Regularized KL-Divergence for Well-Defined Function-Space Variational Inference in Bayesian neural networks

TL;DR

This paper introduces a novel regularized KL divergence approach for function-space variational inference in Bayesian neural networks, ensuring well-defined objectives and improved uncertainty estimation.

Contribution

It proposes the first well-defined variational objective for function-space inference in BNNs with GP priors, addressing fundamental issues in prior work.

Findings

Method effectively incorporates GP prior properties

Provides competitive uncertainty estimates in various tasks

Ensures a well-defined variational objective for BNNs

Abstract

Bayesian neural networks (BNN) promise to combine the predictive performance of neural networks with principled uncertainty modeling important for safety-critical systems and decision making.
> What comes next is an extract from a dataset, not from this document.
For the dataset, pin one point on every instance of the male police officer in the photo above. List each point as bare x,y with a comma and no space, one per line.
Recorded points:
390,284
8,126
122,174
However, posterior uncertainty estimates depend on the choice of prior, and finding informative priors in weight-space has proven difficult. This has motivated variational inference (VI) methods that pose priors directly on the function generated by the BNN rather than on weights. In this paper, we address a fundamental issue with such function-space VI approaches pointed out by Burt et al. (2020), who showed that the objective function (ELBO) is negative infinite for most priors of interest. Our solution builds on generalized VI (Knoblauch et al., 2019) with the regularized KL divergence (Quang, 2019) and is, to the best of our knowledge, the first well-defined variational objective for function-space inference in BNNs with Gaussian process (GP) priors. Experiments show that our method incorporates the properties specified by the GP prior on synthetic and small real-world data sets, and provides competitive uncertainty estimates for regression, classification and out-of-distribution detection compared to BNN baselines with both function and weight-space priors.